Depth of every DT model node. Used only if tree_shape is None. Argument used to take advantage of precomputations.

Returns
np.ndarray

The tree shape for every leaf node.

References

1

Hilan Bensusan, Christophe Giraud-Carrier, and Claire Kennedy. A higher-order approachto meta-learning. In 10th International Conference Inductive Logic Programming (ILP), pages 33 – 42, 2000.

classmethod ft_var_importance(dt_model: DecisionTreeClassifier) ndarray[source]

Compute the features importance of the DT model for each attribute.

It is calculated using the Gini index to estimate the amount of information used in the DT model.

Parameters
dt_modelsklearn.tree.DecisionTreeClassifier

The DT model.

Returns
np.ndarray

Features importance given by the DT model.

References

1

Hilan Bensusan, Christophe Giraud-Carrier, and Claire Kennedy. A higher-order approachto meta-learning. In 10th International Conference Inductive Logic Programming (ILP), pages 33 – 42, 2000.

classmethod precompute_model_based_class(N: ndarray, y: Optional[ndarray] = None, dt_model: Optional[DecisionTreeClassifier] = None, random_state: Optional[int] = None, hypparam_model_dt: Optional[Dict[str, Any]] = None, **kwargs) Dict[str, Any][source]

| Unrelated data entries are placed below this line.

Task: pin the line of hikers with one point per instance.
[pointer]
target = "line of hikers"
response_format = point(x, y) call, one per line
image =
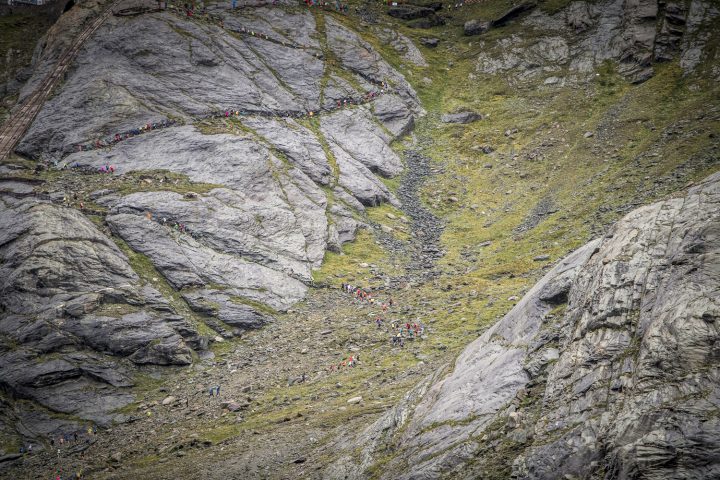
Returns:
point(119, 137)
point(349, 362)
point(339, 104)
point(399, 331)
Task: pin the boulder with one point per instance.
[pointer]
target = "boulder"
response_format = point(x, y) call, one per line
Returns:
point(461, 117)
point(409, 12)
point(476, 27)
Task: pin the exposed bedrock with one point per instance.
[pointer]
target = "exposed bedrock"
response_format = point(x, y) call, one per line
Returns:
point(572, 42)
point(75, 316)
point(277, 187)
point(608, 366)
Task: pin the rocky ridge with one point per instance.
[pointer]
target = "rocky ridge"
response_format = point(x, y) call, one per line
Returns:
point(598, 370)
point(568, 45)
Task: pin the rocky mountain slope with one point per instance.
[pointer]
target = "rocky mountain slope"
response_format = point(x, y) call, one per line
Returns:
point(534, 183)
point(607, 368)
point(281, 124)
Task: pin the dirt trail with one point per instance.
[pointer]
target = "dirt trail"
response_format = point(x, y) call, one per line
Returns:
point(281, 422)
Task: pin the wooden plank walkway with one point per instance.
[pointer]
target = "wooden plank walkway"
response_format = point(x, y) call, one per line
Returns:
point(15, 127)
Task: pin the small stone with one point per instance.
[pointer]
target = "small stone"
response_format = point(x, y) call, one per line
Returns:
point(235, 406)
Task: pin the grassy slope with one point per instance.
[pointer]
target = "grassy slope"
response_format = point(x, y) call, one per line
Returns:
point(591, 183)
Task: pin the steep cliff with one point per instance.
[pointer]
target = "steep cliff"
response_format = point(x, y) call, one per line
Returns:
point(243, 144)
point(607, 368)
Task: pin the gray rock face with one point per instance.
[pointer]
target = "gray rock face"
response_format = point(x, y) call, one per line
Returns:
point(476, 27)
point(75, 315)
point(403, 45)
point(624, 380)
point(461, 117)
point(583, 35)
point(76, 321)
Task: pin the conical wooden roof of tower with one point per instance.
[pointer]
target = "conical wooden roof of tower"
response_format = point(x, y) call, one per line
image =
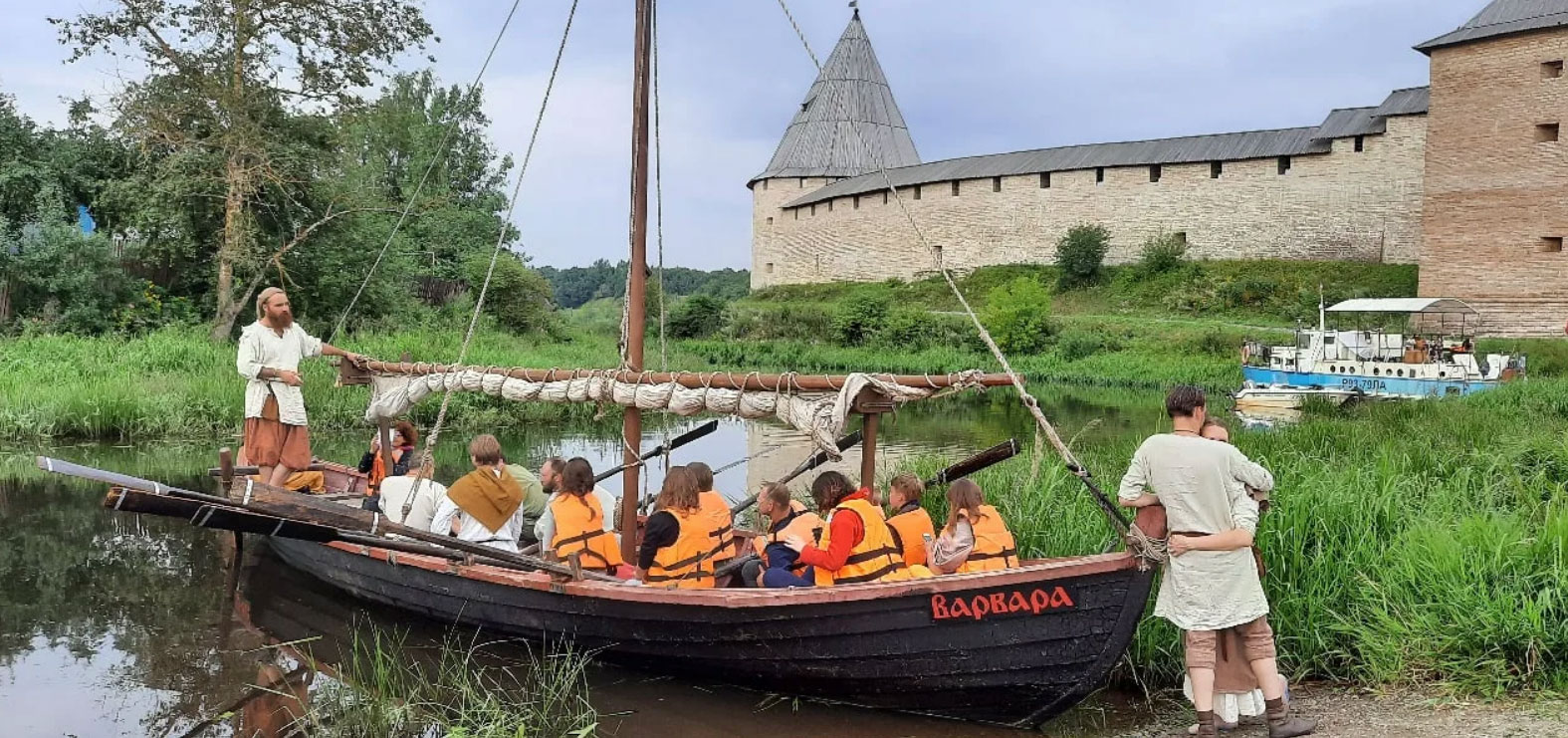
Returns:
point(850, 92)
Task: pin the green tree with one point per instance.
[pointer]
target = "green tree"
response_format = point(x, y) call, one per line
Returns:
point(859, 319)
point(1017, 316)
point(1080, 255)
point(518, 297)
point(225, 76)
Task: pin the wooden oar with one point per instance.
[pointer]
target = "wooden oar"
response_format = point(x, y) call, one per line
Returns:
point(809, 463)
point(960, 470)
point(664, 448)
point(280, 503)
point(995, 454)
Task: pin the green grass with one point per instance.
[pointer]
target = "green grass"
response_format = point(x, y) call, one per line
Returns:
point(461, 691)
point(1421, 542)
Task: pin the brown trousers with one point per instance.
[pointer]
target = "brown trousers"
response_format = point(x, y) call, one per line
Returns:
point(273, 443)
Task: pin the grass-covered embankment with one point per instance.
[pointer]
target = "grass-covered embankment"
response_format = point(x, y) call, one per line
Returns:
point(1421, 542)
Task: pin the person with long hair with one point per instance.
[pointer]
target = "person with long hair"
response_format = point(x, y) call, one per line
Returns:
point(485, 504)
point(276, 437)
point(856, 547)
point(974, 537)
point(578, 520)
point(678, 542)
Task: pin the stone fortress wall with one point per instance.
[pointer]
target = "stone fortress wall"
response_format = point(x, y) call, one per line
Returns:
point(1466, 177)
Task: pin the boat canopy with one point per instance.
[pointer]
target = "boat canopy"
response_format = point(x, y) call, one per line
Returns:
point(1410, 305)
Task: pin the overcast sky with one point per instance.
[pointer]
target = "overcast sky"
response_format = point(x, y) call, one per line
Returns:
point(971, 78)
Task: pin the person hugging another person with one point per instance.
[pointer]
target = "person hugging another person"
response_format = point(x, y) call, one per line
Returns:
point(483, 506)
point(678, 542)
point(910, 523)
point(778, 566)
point(856, 547)
point(1211, 588)
point(715, 509)
point(976, 537)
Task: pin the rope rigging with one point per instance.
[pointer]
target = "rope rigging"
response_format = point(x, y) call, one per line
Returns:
point(1143, 545)
point(441, 152)
point(427, 460)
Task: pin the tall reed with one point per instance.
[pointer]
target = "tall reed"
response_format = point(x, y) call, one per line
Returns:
point(1421, 542)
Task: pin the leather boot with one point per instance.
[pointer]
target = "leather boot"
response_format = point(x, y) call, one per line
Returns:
point(1283, 726)
point(1206, 727)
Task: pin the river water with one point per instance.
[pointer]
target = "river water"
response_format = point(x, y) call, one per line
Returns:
point(116, 625)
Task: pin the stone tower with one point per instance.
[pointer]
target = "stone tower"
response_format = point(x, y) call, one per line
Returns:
point(1496, 182)
point(847, 124)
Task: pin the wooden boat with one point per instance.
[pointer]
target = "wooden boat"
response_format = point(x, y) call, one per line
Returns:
point(1014, 647)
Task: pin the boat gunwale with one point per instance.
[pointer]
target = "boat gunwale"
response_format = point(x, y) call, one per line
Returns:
point(1043, 571)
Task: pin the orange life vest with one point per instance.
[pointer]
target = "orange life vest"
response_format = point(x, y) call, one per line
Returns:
point(578, 528)
point(995, 549)
point(875, 556)
point(720, 526)
point(687, 563)
point(907, 530)
point(807, 526)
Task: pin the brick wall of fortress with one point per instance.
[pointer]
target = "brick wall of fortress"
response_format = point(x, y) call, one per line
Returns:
point(1344, 204)
point(1491, 188)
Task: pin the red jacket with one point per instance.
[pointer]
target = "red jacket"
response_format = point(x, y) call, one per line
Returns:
point(845, 531)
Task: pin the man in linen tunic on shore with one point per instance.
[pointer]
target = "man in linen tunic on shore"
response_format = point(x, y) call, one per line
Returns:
point(1203, 487)
point(276, 437)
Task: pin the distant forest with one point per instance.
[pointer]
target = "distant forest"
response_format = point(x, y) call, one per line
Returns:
point(575, 286)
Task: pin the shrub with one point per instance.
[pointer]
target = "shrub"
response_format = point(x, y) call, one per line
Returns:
point(1162, 253)
point(859, 318)
point(1080, 255)
point(1017, 316)
point(518, 297)
point(1079, 343)
point(698, 316)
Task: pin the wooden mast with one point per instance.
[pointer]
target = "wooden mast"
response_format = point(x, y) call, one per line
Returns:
point(637, 288)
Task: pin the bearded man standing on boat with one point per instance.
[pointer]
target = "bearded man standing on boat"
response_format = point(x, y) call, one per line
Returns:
point(1211, 588)
point(276, 438)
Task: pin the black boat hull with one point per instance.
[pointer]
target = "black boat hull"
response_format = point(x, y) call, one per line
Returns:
point(1016, 647)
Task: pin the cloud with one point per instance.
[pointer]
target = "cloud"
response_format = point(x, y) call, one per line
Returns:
point(970, 78)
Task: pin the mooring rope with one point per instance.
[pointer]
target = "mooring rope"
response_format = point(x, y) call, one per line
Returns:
point(435, 162)
point(996, 351)
point(427, 462)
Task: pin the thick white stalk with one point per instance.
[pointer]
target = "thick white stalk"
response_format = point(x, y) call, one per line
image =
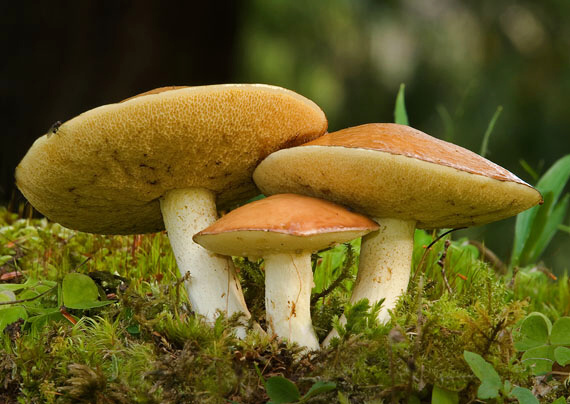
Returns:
point(384, 269)
point(213, 284)
point(288, 284)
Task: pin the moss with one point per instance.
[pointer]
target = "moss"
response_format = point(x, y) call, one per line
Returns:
point(149, 347)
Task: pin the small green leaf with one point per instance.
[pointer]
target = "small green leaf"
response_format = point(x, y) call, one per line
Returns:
point(443, 396)
point(490, 380)
point(540, 359)
point(560, 334)
point(319, 388)
point(11, 314)
point(6, 296)
point(342, 399)
point(400, 114)
point(282, 390)
point(81, 292)
point(533, 332)
point(524, 396)
point(562, 355)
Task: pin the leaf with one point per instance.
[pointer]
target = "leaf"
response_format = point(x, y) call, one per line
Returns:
point(11, 314)
point(81, 292)
point(524, 396)
point(533, 332)
point(6, 296)
point(342, 399)
point(319, 388)
point(553, 221)
point(443, 396)
point(400, 114)
point(560, 334)
point(282, 390)
point(562, 355)
point(490, 380)
point(540, 359)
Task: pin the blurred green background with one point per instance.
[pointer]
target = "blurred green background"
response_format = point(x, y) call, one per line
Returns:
point(460, 60)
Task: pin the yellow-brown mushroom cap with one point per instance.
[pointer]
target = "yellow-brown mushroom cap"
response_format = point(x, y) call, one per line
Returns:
point(105, 170)
point(284, 223)
point(394, 171)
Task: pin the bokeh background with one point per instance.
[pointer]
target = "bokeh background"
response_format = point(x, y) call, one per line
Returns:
point(459, 60)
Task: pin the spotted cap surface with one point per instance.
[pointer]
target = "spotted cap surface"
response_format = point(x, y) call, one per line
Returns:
point(395, 171)
point(105, 170)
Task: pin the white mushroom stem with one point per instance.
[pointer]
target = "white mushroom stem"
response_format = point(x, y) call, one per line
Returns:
point(213, 284)
point(288, 284)
point(384, 269)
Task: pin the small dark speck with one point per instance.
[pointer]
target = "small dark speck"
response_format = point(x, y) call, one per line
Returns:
point(53, 128)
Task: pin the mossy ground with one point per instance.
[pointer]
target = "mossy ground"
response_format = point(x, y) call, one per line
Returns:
point(148, 347)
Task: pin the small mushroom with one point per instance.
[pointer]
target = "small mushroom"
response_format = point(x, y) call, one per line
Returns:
point(284, 230)
point(404, 179)
point(167, 158)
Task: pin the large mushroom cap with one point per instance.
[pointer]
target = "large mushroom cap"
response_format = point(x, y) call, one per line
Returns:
point(390, 170)
point(105, 170)
point(284, 223)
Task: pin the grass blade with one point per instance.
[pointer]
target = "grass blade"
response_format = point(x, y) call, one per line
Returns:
point(533, 229)
point(490, 127)
point(400, 114)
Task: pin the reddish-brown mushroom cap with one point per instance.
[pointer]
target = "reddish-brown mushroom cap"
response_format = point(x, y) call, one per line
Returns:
point(283, 223)
point(390, 170)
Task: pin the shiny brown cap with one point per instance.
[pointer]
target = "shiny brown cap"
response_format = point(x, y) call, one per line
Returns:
point(105, 170)
point(283, 223)
point(390, 170)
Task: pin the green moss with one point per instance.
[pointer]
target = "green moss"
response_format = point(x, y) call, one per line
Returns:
point(149, 347)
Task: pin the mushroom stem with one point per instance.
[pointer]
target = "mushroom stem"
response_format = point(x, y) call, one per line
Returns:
point(288, 284)
point(384, 269)
point(213, 283)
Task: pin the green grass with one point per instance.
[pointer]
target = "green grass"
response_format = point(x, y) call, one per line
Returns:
point(148, 346)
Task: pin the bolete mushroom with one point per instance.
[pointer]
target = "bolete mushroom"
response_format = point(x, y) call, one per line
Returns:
point(404, 179)
point(284, 230)
point(164, 159)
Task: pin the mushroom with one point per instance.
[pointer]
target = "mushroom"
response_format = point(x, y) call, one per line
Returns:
point(404, 179)
point(165, 158)
point(284, 230)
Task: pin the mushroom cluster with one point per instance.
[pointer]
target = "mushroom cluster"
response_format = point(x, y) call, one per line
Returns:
point(171, 157)
point(284, 230)
point(168, 158)
point(404, 179)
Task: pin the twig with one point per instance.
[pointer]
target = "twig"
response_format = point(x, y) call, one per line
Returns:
point(489, 257)
point(428, 248)
point(441, 263)
point(28, 299)
point(345, 274)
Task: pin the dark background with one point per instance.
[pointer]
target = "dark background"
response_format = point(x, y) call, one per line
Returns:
point(460, 60)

Precompute the DT Model and some information related to it.

Parameters
Nnp.ndarray

Numerical fitted data.

ynp.ndarray, optional

Target attribute.

dt_modelnp.ndarray, optional

Decision tree fitted with the given data N and y. This argument can be used to use a previously fitted custom model.

random_stateint, optional

If int, random_state is the seed used by the random number generator; If RandomState instance, random_state is the random number generator; If None, the random number generator is the RandomState instance used by np.random. Used only if argument dt_model is None.

kwargs:

Additional arguments. May have previously precomputed before this method from other precomputed methods, so they can help speed up this precomputation.

Returns
dict
With following precomputed items:
  • dt_model (sklearn.tree.DecisionTreeClassifier): decision tree classifier either fitted with the given data N and y (if dt_model is None), or the given dt_model.

  • dt_info_table (np.ndarray): some tree properties table.

  • dt_node_depths (np.ndarray): the depth of each tree node ordered by node (e.g., index one contain the node one depth, the index two the node two depth and so on.)